I don't think I'm ever going to stop losing my hair. I lose a little bit at a time... so I always have this halo of fuz around my scalp.

But there is something worse: Grey hair. Many grey hairs. I don't know if it's from stress (this has been the most stressful 3 months of my life), or old age. I'm oddly proud of these few hairs. Once I spot them, I pluck them out, admire them, and drop them in the sink.

I guess I want grey hair? Why in the world would I WANT grey hair? Does it have some deep meaning for me? Does it connote wisdom?

I ran out of Zoloft the other day, and it took me two days to get a refill. The outcome? Non-stop crying. I'm kinda worried about a possible dependancy issue... if I miss a day or two, I feel TERRIBLE. EVERYTHING goes wrong.

What went wrong this time? I felt some huge animocity/aversion towards Chris, which he obviously picked up on. He ended up coming to my house at 3am, drunk as hell, which caused quite a fight. It's been three days, and we haven't talked.

(oh wait, who's Chris? He's a guy I lived with when I was 18-20, we broke up 6 years ago, he moved to Colorado. Just a few months ago we happened to cross paths again, and hanging out turned into dating, and now we've been dating for 3 months. He has a good heart, he's honest, handsome, smart, etc...)

At work, I started crying for "no reason". There were actually pleanty of reasons... I was thinking about dad, I was tired, I was stressed because of all my bills, I was thinking about moving, I was pissed at Chris, I hated myself, etc...

So I left early. I switched shifts with a co-worker, and left. I didn't think this was a huge problem- I had the shift covered, and I wasn't being productive.

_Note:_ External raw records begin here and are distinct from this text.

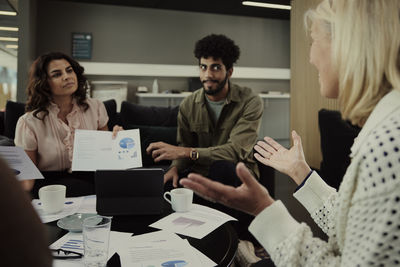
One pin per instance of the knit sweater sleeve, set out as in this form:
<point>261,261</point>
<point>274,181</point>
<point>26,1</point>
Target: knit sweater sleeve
<point>362,219</point>
<point>319,199</point>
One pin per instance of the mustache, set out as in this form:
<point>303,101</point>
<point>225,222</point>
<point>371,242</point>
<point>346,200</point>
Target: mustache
<point>214,81</point>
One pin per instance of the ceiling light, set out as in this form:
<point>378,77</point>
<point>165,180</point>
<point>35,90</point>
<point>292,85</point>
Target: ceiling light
<point>10,29</point>
<point>266,5</point>
<point>9,39</point>
<point>8,13</point>
<point>12,46</point>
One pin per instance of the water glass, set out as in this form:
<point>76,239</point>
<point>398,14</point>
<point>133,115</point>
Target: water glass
<point>96,236</point>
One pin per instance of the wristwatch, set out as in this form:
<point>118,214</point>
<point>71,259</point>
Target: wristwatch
<point>194,155</point>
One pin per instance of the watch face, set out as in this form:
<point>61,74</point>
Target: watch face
<point>194,155</point>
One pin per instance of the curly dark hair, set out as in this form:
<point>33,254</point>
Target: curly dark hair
<point>38,90</point>
<point>217,46</point>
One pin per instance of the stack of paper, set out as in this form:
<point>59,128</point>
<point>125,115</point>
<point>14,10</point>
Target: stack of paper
<point>197,223</point>
<point>74,242</point>
<point>162,248</point>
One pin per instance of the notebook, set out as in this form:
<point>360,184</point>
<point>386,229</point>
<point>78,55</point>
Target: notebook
<point>129,192</point>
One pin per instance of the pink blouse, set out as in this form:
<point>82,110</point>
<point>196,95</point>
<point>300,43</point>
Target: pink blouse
<point>52,138</point>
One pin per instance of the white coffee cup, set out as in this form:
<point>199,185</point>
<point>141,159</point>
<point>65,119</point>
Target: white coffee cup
<point>52,198</point>
<point>181,199</point>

Apparently I was wrong. It was a big deal. I got a lot of shit about it when I got to work the next day.

Now that I'm back on my medication schedule, I'm fine.

You wouldn't believe how much I sleep, though. I can go to bed at 10 or 11, wake up at 5 or 6 to go to work... come home at 4, take a two hour nap, and go back to bed at 10. That's 10 hours a day, on average. If I have the day off, or I work late, I will sleep in until 10 or 11 am... and that's after going to bed around 11 or 12. I can still fit a nap in if I'm bored.

Christy (my sister) said she got a ton of tests done, thyroid, la la la, I forget the rest- and she recommended that I do the same. I know I have a lot of problems, but I'm afraid it's all psychological.

My mom always had problems similar to these. On top of the hereditary predisposition to mental disorders (such as depression, bi-polar, pmdd), I have a long-standing history of emotional problems.

I remember being little, and having a terrible fear of death and eternity. I'd crawl into bed with dad, and cry for hours while he talked to me about angels. Is this a normal thing for 5-10 year olds to deal with? On top of that, I've always had low self-esteem.

It scares me to no end to know that I may always have problems, mentally. I've been emotionally unstable for as long as I can remember.

Sometimes I'm depressed, crying, sad, focusing on every negative thing I can find, and creating more problems than really exist. Then, not a week later, I'll feel giggly. I'll be unable to hide my smiles. I'll feel giddy. The smallest thing will make me burst out, laughing. I fall in love with the world. I thank the god that I'm not sure I believe in. Then, that eventually slows down, and I feel normal for a little while. I'm just me for a few weeks... and then THAT slows down, and I get depressed. I lay on the floor, staring at the cieling, thinking about death. I remind myself of how terrible I am, and I cry. It's a cycle I've endured every month, for at least 10 years.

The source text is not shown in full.